Newsbytes then looked through the "Sending and Receiving E-Mail" message board in the "Windows Message Exchange," which is located in AOL's "The Mail Center" area. We found dozens of messages asking about the reasons why not only incoming, but outgoing mail is being delayed by hours or even days. One member who claimed to be a contractor with the US government said that the "Feds" and public funded agencies are becoming more insistent on using e-mail because of its timeliness, but "(I) recently have not been receiving ANY e-mail from one of my largest Federal contract recipients, although they can verify sending."
AOL spokesperson Tricia Primrose confirmed that the online service is seeing delays with Internet e-mail service. She said the number of e-mail messages AOL handles from and to the Internet has gone up from five million in late 1996 to more than 15 million as of last month.
Primrose said that AOL is upgrading its e-mail capacity, to meet the surge in demand. She said the e-mail system is temporarily shut down on Wednesday mornings every week or every other week for upgrades.
AOL realizes that e-mail is usually a prime mode of communication for many of its members, and represents a "shift in the way that people are communicating." The online service is doing its best to handle the "tremendous growth" in e-mail messages, she added.
Some AOL members might think that ever-present spam messages, or unsolicited commercial e-mails, are contributing to the slowdown. Primrose said a lot of those types of messages are "dropped on the floor," or not delivered to members, because of AOL's PreferredMail e-mail screening feature. While increased spam messages can slow down AOL's e-mail system a bit, she said, such e-mails have never "brought the system to its knees."
To ensure that more e-mails get "dropped on the floor," Primrose encouraged AOLers to forward spam messages to the AOL e-mail address "TOSSpam" (without quotes), so the offenders can be added to the PreferredMail filter.
Primrose also said intra-AOL e-mail, or e-mail sent directly from one AOL member to another, is not affected by the slowdown caused by increased Internet messages.
When will the problems subside? Primrose said she could not peg a precise date and time on such a fix, because the capacity upgrading is an "ongoing process." But she stressed that AOL technicians are working on the problem.
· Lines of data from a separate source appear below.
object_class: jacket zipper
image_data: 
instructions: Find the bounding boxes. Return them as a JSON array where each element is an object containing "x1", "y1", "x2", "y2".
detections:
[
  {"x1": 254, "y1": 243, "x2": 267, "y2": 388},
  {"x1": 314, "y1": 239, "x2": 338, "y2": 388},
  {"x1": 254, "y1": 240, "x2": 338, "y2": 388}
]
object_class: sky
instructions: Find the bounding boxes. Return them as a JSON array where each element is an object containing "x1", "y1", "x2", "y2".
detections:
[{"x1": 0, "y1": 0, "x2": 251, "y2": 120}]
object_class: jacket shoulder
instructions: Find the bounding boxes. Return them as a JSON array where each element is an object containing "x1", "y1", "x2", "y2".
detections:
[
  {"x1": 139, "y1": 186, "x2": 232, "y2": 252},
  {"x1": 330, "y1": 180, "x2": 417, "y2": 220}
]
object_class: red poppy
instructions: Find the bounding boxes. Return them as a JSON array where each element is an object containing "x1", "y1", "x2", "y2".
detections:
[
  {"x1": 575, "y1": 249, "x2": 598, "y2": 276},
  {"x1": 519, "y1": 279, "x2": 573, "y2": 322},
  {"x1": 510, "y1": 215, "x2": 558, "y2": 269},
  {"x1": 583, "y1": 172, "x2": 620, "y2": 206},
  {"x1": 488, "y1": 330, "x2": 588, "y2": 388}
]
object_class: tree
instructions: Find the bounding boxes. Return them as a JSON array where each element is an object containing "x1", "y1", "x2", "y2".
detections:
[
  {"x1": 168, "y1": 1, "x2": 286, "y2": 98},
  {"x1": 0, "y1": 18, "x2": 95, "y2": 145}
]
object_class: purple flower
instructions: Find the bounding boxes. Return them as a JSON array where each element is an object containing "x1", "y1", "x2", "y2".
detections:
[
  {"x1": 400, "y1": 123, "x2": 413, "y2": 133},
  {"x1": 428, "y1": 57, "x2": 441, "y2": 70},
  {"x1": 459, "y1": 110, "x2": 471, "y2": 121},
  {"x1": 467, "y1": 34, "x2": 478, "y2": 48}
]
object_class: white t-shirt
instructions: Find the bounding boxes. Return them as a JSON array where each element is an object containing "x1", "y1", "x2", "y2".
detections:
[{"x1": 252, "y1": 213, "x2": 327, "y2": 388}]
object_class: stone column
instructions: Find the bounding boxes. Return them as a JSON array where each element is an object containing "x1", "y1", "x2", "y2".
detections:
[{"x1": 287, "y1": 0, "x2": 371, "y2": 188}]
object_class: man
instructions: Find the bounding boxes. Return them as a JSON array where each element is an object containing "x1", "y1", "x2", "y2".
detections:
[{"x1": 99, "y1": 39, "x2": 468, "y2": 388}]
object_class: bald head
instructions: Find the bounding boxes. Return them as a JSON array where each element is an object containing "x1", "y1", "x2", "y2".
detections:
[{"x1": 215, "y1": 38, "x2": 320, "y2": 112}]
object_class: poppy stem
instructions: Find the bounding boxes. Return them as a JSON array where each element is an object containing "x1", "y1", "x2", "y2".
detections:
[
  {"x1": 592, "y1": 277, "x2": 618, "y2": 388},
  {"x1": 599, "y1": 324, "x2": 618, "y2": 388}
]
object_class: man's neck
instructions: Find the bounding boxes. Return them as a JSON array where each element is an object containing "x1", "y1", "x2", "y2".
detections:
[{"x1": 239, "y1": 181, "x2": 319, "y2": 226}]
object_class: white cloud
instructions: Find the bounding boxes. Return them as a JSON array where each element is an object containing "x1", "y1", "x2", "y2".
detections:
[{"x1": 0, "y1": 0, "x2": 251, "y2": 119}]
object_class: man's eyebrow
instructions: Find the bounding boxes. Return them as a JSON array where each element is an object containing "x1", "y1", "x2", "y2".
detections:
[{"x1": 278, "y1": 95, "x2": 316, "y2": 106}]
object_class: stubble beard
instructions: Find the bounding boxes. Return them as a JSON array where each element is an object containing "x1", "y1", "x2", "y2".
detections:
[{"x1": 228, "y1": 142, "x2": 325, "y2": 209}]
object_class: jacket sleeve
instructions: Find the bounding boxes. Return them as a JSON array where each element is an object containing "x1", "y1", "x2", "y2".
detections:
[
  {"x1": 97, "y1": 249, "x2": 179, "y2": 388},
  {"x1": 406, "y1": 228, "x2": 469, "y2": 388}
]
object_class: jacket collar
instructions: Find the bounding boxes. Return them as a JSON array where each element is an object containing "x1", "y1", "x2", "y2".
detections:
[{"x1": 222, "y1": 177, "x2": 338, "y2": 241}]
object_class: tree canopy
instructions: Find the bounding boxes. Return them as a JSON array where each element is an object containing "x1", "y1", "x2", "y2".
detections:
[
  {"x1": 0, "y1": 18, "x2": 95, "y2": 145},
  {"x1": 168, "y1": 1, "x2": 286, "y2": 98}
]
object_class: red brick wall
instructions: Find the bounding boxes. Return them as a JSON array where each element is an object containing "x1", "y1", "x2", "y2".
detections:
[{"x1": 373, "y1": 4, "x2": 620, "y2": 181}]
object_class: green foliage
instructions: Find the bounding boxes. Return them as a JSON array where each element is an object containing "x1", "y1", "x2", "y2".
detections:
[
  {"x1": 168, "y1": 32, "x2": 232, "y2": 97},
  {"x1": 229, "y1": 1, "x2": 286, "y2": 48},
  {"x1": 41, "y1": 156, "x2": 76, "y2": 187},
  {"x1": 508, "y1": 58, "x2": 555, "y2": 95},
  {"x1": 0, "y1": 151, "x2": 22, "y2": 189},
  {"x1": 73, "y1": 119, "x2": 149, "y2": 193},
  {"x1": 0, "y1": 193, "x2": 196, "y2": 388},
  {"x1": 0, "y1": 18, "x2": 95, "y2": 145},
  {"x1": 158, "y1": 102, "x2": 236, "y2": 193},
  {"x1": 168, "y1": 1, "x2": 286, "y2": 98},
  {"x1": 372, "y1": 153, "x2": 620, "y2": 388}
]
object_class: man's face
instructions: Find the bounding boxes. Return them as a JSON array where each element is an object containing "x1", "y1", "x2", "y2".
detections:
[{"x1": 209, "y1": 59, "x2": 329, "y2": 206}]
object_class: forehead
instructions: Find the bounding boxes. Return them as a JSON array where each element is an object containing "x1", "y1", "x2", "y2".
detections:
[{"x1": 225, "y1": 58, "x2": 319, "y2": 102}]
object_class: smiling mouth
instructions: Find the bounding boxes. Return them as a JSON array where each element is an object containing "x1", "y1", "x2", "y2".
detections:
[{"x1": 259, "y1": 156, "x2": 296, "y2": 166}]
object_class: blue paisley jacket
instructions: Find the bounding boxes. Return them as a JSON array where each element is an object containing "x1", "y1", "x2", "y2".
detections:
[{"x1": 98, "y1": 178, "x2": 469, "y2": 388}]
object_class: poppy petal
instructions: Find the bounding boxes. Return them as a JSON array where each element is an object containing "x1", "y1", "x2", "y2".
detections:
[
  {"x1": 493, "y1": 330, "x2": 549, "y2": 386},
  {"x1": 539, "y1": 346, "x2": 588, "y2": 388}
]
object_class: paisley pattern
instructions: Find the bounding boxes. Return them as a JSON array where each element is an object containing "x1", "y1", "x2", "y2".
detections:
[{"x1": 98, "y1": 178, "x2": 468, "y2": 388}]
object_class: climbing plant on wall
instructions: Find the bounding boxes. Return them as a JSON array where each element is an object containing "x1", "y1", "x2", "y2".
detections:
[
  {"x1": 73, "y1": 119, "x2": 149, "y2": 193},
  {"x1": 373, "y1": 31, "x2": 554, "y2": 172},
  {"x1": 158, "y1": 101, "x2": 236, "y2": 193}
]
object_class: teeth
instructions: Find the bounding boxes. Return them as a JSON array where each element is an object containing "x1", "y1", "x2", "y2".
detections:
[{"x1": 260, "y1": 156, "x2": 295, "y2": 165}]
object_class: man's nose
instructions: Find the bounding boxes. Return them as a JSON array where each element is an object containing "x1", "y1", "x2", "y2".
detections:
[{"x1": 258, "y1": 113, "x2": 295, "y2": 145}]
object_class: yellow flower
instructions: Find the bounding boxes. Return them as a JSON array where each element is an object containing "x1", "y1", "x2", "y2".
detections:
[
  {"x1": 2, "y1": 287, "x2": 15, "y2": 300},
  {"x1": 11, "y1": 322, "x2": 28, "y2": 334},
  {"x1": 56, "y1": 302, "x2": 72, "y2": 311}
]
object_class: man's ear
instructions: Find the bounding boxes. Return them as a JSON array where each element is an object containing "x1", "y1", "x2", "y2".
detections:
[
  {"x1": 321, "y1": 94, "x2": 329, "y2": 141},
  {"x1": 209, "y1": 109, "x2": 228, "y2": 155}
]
Primrose did say that e-mail is not being lost. She said that when slowdowns do occur or when the e-mail system is brought down for maintenance, all messages are "queued," or stored on a server until they can be delivered.
Some members have claimed in messages at AOL's Mail Center that they have lost e-mail. Primrose said she was not aware of any individual cases of lost e-mail, but that assistance is available for those members.
Newsbytes conducted a very informal, highly unscientific test Monday morning of AOL's e-mail receiving and sending capabilities. We sent e- mail from AOL to addresses at AT&T WorldNet and Microsoft Network (MSN), and sent mail from those services to AOL. Of the test e-mails coming into AOL, the one from MSN took about 17 minutes, while the message from AT&T WorldNet took about 25 minutes. Delivery of mail outgoing from AOL to AT&T WorldNet was almost instantaneous, while it took just four minutes for a message to get from AOL to a MSN account.
Newsbytes notes e-mail problems have hit other online and Internet services in recent months including the Microsoft Network and AT&T's WorldNet.